Effective: June 8, 2011
History: Amended 2011 Ky. Acts ch. 29, sec. 13, effective June 8, 2011. — Repealed and reenacted 2010 Ky. Acts ch. 51, sec. 95, effective July 15, 2010; and amended ch. 151, sec. 71, effective January 1, 2011.– Amended 2007 Ky. Acts ch. 137, sec.
95, effective June 26, 2007. — Amended 1998 Ky. Acts ch. 341, sec. 23, effective
July 15, 1998. — Created 1994 Ky. Acts ch. 389, sec. 5, effective July 15, 1994.
Legislative Research Commission Note (6/8/2011). 2011 Ky. Acts ch. 29, sec. 24, provides that the amendments to this section in 2011 Ky. Acts ch. 29, sec. 13, are retroactive to January 1, 2011.
Legislative Research Commission Note (1/1/2011).
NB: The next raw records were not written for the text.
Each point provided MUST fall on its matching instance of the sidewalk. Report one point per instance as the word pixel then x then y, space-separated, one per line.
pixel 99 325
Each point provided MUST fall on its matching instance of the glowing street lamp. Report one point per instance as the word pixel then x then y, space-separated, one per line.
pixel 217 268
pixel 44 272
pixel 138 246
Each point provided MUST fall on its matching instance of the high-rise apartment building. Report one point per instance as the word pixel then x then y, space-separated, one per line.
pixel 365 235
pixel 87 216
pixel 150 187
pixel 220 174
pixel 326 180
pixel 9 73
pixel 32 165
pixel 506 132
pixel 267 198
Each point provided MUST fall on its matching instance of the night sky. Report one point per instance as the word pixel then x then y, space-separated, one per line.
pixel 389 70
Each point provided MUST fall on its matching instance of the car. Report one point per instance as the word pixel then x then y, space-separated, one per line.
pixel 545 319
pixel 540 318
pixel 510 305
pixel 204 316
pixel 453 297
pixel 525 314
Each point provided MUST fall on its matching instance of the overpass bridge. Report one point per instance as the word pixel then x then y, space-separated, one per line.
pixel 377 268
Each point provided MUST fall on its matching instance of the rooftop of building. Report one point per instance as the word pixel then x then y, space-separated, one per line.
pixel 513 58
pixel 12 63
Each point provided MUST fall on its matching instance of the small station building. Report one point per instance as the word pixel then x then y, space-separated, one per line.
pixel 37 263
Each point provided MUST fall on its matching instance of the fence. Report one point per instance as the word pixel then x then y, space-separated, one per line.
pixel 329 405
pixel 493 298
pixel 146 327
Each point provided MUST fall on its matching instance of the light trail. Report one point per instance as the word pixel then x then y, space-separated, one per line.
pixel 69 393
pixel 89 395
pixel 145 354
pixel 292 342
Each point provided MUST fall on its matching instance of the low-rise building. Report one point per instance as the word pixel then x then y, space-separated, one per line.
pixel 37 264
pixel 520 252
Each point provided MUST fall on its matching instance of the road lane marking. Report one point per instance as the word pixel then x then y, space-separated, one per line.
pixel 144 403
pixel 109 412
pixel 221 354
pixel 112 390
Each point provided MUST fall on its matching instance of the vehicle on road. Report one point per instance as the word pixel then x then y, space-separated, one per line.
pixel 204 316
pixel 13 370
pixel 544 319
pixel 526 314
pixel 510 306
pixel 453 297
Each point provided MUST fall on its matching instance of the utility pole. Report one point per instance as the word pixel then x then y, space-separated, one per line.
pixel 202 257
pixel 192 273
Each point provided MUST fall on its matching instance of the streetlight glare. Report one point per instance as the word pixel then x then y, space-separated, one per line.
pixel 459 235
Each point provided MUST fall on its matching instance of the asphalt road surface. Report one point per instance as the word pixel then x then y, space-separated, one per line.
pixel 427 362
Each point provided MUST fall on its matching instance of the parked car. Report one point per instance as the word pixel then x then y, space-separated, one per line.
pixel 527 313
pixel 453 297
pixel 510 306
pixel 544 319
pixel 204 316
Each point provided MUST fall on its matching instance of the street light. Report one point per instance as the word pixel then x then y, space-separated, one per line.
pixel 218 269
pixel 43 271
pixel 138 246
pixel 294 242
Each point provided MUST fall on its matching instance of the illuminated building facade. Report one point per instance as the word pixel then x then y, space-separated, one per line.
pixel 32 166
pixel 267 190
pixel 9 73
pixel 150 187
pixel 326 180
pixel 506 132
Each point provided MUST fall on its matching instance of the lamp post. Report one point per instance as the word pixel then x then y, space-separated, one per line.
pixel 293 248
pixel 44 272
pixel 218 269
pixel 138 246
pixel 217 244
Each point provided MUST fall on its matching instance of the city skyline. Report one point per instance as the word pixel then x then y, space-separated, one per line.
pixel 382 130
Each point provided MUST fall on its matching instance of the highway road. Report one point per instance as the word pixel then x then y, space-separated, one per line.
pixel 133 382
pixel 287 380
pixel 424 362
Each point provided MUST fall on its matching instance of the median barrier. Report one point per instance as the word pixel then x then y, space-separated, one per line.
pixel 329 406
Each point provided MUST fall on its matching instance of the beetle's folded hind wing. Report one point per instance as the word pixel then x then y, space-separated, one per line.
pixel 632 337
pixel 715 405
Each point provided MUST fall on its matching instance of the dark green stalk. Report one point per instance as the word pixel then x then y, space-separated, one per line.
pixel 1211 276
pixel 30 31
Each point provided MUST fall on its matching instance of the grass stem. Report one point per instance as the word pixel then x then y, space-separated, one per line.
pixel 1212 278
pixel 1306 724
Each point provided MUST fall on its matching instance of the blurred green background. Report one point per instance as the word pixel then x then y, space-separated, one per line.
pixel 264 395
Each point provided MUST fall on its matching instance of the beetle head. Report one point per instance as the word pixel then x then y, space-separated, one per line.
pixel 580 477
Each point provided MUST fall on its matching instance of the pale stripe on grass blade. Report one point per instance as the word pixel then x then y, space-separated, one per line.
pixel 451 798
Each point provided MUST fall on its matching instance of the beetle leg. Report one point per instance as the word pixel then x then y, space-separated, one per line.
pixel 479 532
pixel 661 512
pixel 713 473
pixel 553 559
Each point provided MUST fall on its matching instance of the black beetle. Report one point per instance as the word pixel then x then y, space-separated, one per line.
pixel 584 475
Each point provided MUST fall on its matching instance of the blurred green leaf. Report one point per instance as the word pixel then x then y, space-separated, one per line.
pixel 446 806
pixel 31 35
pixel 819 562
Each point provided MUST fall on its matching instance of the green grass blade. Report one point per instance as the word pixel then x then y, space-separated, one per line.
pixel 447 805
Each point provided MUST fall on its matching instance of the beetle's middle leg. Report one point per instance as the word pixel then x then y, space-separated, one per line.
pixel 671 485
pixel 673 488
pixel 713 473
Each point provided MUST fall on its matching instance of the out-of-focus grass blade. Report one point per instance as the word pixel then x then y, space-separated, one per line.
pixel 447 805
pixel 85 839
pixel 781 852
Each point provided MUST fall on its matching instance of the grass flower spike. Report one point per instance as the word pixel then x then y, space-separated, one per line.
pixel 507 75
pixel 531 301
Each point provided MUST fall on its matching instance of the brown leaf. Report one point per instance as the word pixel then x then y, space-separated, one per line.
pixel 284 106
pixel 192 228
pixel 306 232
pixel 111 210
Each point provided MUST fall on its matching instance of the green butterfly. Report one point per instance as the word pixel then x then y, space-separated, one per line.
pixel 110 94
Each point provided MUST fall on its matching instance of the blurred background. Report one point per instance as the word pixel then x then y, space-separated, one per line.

This section was amended by 2010
Ky. Acts ch. 151, and repealed and reenacted by 2010 Ky. Acts ch. 51. Pursuant to
Section 184 of Acts ch. 51, it was the intent of the General Assembly that the repeal and reenactment not serve to void the amendment, and these Acts do not appear to be in conflict, therefore, they have been codified together.
Legislative Research Commission Note (7/15/2010). 2010 Ky. Acts ch. 51, sec. 183, provides, “The specific textual provisions of Sections 1 to 178 of this Act which reflect amendments made to those sections by 2007 Ky. Acts ch. 137 shall be deemed effective as of June 26, 2007, and those provisions are hereby made expressly retroactive to that date, with the remainder of the text of those sections being unaffected by the provisions of this section.”